In ihren eigenen Kursen versucht Yogalehrerin Sabine Laube ihren Schülern auch immer etwas aus der indischen Lehre mit auf den Weg zu geben. Das vom Yoga bekannte „Namaste“ beispielsweise ist eine Grußformel aus dem asiatischen Raum und bedeutet so viel wie „Ich verneige mich vor dir“, erklärt Sabine Laube. Sie sieht darin einen weiteren wichtigen Aspekt für ihre Yogapraxis: „Es geht darum, gegenseitig voneinander zu lernen.“
Aus welchen Gründen auch immer man sich dazu entscheidet dem Trend anzuschließen und Yoga zu praktizieren, man kann vor allem eines lernen: zur Ruhe zu kommen. Daher schließt eine Yogastunde bei Sabine Laube auch mit dem sogenannten „Shavasana“. Das bedeutet übersetzt „Totenstellung“ und sollte auch den letzten quälenden Gedanken an den stressigen Alltag zerfließen lassen. Namaste.
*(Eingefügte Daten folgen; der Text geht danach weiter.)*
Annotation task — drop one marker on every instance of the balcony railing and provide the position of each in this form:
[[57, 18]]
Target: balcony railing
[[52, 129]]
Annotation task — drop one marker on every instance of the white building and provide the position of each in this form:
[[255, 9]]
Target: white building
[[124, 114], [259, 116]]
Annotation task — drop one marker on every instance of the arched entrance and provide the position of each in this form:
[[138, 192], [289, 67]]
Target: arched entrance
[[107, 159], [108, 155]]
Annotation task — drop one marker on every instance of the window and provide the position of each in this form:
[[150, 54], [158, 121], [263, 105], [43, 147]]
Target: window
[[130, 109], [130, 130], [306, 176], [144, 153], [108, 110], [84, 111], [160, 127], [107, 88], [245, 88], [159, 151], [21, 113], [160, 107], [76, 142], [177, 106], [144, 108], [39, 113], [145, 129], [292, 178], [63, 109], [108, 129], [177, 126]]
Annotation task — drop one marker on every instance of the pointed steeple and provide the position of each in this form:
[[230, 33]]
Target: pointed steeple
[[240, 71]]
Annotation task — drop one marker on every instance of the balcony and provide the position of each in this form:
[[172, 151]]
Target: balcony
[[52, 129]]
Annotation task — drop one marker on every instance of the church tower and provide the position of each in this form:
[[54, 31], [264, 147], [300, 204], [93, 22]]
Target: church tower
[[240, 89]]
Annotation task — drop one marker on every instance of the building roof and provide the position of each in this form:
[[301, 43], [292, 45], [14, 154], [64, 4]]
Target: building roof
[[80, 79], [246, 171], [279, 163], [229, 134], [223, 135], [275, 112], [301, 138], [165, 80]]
Das Semester an der VHS läuft bereits. Doch bei einigen Kursen sind noch Anmeldungen möglich. Mehr Informationen gibt es unter www.vhs-backnang.de.
Für Kurse im Hatha-Yoga kann man sich noch für die Warteliste anmelden, doch die Kurse beginnen bereits heute. Ansonsten muss man sich bis kommendes Semester gedulden. Beim Hatha-Yoga erwartet die Teilnehmer eine anfängertaugliche Mischung aus Entspannung und Bewegung, fern von Leistungsgedanken.
Immer wieder gibt es Yogakurse in der Natur. Zum Beispiel sind für diesen Freitag noch Plätze bei einer stillen Wanderung mit Meditation im Schwäbisch-Fränkischen Wald frei. Im April bietet die VHS zudem Yoga im Plattenwald sowie Yoga auf der Wiese in Weissach im Tal an. Das bewusste Erleben der Natur steht hierbei im Vordergrund. Auch ein Lachyogakurs findet an der frischen Luft in Backnang statt. „Lachyoga ist vielleicht etwas speziell, aber Lachen ist gesund und löst“, sagt die VHS-Leiterin Eckert.
Freie Plätze gibt es auch noch am 26. März für einen Workshop über Lu Jong, tibetisches Yoga. Kochbegeisterte können sich zudem für einen Kurs in vegetarischindischer Küche am 2. April anmelden. Man kommt allerdings nur auf die Warteliste.